Odyssey defines interactive video on its website as “video that can be watched and interacted with, entirely created by AI in real-time.” This interactive approach allows users to engage with the video similarly to a first-person video game, but in settings that resemble the real world rather than a polygonal landscape. The startup describes it as an “initial version of the Holodeck,” although it cautions that “the experience currently resembles a glitchy dream — raw, unstable, yet distinctly novel.”
Navigating through Odyssey’s interactive videos evokes the sensation of moving through a blurred rendition of Google Street View. Users can traverse these real-time generated environments using typical gaming controls. Available settings include a forest with a cabin, a shopping mall, and a parking lot by a large structure. Each visit offers a slightly altered scenery, as the system regenerates the visuals with each exploration, though the overall picture remains somewhat unclear.
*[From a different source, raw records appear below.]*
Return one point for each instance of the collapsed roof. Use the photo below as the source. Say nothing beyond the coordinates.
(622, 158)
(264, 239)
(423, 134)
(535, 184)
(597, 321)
Currently, the preview allows for a brief exploration lasting just two and a half minutes before it’s necessary to reload the site to continue.
According to Odyssey, the platform utilizes clusters of H100 GPUs located in the US and Europe to produce these interactive videos. The company notes that the model generates the next frame based on input and historical data, with real-time streaming that can occur in “as little as” 40 milliseconds.
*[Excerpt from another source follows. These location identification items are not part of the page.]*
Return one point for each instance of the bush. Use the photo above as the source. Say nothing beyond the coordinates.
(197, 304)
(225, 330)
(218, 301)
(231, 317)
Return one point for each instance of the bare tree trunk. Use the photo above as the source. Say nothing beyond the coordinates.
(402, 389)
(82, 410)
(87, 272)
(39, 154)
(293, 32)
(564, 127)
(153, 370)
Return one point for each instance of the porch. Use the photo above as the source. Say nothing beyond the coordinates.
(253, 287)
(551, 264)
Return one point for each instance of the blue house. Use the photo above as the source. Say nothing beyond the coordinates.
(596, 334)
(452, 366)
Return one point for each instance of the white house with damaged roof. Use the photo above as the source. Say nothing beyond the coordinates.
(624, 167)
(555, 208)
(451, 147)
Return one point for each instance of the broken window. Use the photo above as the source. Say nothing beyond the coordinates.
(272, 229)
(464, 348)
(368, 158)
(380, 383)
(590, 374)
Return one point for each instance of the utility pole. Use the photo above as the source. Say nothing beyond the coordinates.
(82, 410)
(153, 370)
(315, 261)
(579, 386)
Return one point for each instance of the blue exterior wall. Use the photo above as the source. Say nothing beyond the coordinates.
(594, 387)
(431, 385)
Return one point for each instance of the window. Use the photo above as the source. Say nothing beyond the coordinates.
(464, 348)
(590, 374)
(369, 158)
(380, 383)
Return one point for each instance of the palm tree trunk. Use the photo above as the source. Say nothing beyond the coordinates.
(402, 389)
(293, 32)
However, the current version of the preview is not expected to rival mainstream video games like Fortnite. Collision detection in the environments is inconsistent; for instance, a player may be halted by a fence but can pass through a large house. Similarly, issues arise with environments changing unexpectedly, such as walking toward a doorway only to find a brick wall instead. Additionally, the system can behave erratically during inactivity, with reports of unwanted character movements.
In a conversation with Technology News, Catmull, a board member of Odyssey, did not provide a definite timeline for improvements in image quality. However, he expressed confidence in the company’s position at “the leading edge” of this field. Catmull noted that their involvement in the broader community will contribute to ongoing advancements, and while he acknowledged the existing image noise, he mentioned that refining textures through neural network filters is a potential solution.
It’s no Holodeck yet
At this stage, Odyssey’s offering falls short of being a polished gaming experience, despite the entertainment value stemming from its imperfections. It seems implausible that this format will replace cinema anytime soon, as the frequent and unpredictable environmental changes detract from the narrative immersion that defines good films. Currently, the blend of interactivity and cinematic storytelling remains unrefined.
Exploring the preview reveals potential for future developments in this area. With the rapid evolution of AI technologies, it’s not hard to envision a refined version that addresses current shortcomings. However, the current offering is far from the envisioned Holodeck, emphasizing the significant work that lies ahead in the journey to fully realize AI-generated video.